Background: Because it is not easy to make a clinical decision regarding surgical treatment in patients with acute attacks of ulcerative colitis, an objective, simple, criterion is needed to determine the optimum timing for colectomy. The aim of this study was to retrospectively examine to what extent an activity index (AI) can evaluate the clinical course in such acute attacks.
Methods: One hundred and twenty-seven patients with moderate or severe attacks of ulcerative colitis were examined. AI values and the decline in AI values were compared between surgical and nonsurgical groups after 1 week and 2 weeks of medical therapy. To evaluate the clinical course of acute attacks, cutoff AI values were set at every 10 points between values of 180 and 210. The positive predictive value for surgery was examined.
Results: AI values in the surgical group were significantly higher than those in nonsurgical group at pretreatment, and after 1 or 2 weeks of medical therapy. The decline of AI values in the nonsurgical group was significantly higher than that in the surgical group after 1 or 2 weeks of medical therapy. At pretreatment, the prediction of colectomy was less than 50% at any of the cutoff values. After 1 week of therapy, approximately 60% of patients with an AI value greater than any of the cutoff AI values required colectomy. After 2 weeks of therapy, 30 of 43 (70%), 28 of 38 (74%), 24 of 29 (83%), and 17 of 21 (81%) patients with AI values greater than 180, 190, 200, and 210, respectively, required colectomy.
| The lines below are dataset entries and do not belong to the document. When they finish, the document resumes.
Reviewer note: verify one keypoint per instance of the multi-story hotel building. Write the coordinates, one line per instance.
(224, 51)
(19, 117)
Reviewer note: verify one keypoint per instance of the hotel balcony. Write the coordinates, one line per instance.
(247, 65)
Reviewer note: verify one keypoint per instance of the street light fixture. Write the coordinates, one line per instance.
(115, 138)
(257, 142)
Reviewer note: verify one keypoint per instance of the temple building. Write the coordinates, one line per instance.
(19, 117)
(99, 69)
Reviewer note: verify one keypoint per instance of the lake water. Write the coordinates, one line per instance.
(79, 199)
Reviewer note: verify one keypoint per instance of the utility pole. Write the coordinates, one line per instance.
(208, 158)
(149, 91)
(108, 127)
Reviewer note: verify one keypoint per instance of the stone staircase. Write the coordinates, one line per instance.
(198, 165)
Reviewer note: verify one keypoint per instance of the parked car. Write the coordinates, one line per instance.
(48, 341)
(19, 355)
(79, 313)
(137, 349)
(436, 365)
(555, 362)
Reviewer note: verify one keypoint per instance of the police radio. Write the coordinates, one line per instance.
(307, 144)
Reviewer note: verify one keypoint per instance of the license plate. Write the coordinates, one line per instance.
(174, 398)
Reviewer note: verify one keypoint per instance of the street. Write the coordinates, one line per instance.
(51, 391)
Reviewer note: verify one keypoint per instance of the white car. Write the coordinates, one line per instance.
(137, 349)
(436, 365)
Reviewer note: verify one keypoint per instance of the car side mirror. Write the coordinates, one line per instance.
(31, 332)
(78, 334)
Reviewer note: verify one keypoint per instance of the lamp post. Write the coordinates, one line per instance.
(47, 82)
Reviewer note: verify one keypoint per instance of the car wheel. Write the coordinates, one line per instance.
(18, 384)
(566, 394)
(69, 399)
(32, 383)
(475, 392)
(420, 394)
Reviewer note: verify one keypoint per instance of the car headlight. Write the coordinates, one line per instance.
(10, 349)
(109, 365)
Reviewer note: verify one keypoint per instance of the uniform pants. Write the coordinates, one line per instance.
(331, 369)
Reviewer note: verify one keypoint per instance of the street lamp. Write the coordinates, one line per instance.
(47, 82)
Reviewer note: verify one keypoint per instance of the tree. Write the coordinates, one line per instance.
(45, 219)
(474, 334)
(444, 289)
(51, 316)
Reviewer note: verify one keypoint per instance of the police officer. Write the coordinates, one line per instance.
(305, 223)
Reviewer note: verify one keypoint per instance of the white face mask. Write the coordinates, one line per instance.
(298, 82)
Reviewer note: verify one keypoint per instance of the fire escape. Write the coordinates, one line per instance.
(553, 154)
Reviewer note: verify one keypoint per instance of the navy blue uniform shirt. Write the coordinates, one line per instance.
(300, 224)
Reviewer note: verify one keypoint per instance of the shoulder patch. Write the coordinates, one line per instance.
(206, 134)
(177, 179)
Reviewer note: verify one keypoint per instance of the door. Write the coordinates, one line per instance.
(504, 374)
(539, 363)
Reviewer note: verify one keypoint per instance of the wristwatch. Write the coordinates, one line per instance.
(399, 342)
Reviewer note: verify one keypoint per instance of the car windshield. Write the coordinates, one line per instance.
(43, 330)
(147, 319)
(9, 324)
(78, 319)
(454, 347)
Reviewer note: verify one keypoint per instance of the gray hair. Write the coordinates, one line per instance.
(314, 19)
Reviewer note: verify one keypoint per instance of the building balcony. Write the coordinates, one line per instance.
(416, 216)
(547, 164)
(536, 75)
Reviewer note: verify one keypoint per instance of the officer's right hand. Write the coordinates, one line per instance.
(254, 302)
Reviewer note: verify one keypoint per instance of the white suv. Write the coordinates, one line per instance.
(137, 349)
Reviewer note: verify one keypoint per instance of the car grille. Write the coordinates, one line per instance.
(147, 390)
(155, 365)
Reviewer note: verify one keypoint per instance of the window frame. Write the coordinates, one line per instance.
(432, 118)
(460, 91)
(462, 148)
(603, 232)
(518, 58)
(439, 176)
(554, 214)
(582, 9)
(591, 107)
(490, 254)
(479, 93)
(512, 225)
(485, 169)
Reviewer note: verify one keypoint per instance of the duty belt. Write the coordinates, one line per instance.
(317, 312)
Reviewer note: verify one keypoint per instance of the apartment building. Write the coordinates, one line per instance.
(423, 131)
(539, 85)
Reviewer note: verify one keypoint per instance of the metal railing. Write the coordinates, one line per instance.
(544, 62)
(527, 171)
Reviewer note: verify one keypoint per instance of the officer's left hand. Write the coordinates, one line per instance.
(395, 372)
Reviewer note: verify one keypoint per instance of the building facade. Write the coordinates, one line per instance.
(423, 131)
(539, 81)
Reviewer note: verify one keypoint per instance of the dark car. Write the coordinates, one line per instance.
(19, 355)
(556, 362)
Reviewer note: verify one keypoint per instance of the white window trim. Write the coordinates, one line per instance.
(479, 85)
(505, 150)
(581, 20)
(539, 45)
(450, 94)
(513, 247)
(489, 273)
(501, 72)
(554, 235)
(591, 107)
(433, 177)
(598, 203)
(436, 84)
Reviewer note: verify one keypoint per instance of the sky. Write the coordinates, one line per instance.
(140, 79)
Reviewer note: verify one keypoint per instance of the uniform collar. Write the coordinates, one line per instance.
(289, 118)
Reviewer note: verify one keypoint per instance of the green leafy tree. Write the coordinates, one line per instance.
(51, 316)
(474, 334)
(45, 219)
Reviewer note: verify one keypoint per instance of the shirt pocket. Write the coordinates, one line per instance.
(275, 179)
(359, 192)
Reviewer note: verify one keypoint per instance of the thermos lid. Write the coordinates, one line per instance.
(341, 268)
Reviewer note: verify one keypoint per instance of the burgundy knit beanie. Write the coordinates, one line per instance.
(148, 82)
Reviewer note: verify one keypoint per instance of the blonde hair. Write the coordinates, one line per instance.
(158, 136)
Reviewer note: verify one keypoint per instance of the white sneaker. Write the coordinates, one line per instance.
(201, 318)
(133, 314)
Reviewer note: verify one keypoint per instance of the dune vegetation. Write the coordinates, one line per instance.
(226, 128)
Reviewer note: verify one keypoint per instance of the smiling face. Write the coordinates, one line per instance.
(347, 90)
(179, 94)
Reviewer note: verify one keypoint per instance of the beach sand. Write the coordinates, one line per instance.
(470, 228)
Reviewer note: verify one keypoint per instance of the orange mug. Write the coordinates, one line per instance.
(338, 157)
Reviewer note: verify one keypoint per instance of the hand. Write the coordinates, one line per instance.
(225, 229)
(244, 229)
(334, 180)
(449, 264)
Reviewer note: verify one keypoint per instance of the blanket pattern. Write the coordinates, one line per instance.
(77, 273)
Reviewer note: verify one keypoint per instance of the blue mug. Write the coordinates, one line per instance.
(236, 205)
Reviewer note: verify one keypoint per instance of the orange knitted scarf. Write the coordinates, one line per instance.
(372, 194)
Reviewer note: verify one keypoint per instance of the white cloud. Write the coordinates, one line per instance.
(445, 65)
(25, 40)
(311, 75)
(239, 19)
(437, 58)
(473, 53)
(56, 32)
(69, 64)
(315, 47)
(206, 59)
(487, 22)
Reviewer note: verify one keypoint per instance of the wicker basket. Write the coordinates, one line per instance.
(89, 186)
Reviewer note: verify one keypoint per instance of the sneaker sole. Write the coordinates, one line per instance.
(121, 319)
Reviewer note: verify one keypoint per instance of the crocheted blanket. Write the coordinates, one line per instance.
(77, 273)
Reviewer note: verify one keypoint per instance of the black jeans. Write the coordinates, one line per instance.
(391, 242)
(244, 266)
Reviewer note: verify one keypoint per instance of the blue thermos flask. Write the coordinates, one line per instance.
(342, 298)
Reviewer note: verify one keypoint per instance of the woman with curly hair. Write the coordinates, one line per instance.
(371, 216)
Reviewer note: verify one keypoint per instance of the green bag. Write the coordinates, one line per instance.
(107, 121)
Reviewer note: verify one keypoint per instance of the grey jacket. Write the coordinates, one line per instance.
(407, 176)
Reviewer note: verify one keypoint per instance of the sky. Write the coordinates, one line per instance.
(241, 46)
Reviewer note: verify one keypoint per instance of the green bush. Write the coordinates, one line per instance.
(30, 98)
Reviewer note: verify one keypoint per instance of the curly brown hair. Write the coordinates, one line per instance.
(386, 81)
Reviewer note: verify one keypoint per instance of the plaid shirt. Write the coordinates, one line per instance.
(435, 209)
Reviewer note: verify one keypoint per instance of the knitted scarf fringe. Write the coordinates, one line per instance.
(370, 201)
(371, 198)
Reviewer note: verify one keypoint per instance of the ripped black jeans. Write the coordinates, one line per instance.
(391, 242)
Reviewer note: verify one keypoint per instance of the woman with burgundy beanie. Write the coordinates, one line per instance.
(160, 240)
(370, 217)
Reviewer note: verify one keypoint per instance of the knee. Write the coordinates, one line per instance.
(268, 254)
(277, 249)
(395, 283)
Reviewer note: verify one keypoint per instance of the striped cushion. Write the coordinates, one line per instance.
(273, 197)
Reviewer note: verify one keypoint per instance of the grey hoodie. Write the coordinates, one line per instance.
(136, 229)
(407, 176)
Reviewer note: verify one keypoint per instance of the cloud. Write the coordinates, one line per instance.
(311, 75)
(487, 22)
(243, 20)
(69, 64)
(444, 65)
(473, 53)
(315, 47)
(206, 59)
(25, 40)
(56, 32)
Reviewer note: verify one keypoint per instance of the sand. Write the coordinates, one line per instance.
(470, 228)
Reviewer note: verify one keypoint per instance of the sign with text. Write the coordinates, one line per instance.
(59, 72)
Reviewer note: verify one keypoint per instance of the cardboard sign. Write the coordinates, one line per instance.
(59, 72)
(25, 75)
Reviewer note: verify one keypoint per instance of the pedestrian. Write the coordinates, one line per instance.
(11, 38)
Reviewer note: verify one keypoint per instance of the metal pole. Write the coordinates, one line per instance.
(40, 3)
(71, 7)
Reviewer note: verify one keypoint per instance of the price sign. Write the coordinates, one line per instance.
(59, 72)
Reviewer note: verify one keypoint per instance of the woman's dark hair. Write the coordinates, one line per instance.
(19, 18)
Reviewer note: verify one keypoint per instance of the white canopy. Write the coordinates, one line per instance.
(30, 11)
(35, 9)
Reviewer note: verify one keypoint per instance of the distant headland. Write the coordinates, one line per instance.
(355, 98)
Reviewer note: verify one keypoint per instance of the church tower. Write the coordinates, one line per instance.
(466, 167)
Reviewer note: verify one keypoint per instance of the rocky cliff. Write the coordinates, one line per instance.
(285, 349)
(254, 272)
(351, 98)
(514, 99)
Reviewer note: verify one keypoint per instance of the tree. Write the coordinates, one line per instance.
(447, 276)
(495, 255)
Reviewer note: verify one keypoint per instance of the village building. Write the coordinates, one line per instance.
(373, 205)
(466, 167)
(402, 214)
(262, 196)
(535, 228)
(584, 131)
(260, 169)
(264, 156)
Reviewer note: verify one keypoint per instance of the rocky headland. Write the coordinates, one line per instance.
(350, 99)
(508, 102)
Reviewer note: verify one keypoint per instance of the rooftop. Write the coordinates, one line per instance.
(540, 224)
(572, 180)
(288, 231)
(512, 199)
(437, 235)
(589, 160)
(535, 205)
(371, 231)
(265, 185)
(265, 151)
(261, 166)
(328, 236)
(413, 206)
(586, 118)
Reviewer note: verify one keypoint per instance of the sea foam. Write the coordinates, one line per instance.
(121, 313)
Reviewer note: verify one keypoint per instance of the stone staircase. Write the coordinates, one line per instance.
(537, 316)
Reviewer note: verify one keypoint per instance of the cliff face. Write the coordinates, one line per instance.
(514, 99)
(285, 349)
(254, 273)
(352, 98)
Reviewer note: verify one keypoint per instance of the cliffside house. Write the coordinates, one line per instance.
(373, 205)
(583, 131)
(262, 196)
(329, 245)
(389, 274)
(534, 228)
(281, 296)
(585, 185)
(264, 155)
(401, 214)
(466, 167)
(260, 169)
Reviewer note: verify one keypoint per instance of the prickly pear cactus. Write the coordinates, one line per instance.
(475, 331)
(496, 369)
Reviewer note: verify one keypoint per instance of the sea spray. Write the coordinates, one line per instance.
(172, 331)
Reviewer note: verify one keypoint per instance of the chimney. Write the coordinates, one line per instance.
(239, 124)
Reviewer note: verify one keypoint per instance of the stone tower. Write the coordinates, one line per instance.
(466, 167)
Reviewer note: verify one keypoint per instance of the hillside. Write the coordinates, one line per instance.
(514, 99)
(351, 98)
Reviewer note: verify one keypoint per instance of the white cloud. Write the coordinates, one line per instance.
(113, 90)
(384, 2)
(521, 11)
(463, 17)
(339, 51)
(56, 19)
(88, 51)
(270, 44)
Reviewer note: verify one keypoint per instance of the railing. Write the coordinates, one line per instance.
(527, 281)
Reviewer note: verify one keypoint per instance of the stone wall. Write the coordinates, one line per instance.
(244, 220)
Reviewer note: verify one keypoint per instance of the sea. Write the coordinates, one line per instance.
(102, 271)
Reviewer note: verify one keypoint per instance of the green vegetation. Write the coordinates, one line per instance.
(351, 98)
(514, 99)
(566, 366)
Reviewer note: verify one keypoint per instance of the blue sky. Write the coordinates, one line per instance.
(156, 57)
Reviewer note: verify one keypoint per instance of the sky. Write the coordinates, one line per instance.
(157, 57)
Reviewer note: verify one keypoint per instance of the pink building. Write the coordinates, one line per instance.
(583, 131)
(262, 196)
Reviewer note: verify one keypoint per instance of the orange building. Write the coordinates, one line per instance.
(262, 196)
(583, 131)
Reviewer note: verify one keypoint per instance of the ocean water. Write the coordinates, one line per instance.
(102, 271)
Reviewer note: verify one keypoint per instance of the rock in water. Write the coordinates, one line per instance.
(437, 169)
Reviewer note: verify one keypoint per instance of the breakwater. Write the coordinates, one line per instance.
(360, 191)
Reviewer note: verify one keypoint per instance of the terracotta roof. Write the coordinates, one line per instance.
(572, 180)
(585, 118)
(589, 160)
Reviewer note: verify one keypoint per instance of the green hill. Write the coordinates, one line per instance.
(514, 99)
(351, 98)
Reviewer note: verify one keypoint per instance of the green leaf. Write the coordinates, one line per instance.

Overall accuracy was 86%, 87%, 88%, and 83% for cutoff AI values of 180, 190, 200, and 210, respectively. Because the overall accuracy and positive predictive value for colectomy at AI values of 200 were significantly higher than these parameters at other AI values after 2 weeks of therapy, an AI value of 200 was regarded as the cutoff value most able to predict colectomy.
Conclusions: We concluded that patients with an AI value in excess of 200 after 2 weeks of medical therapy would require surgical treatment.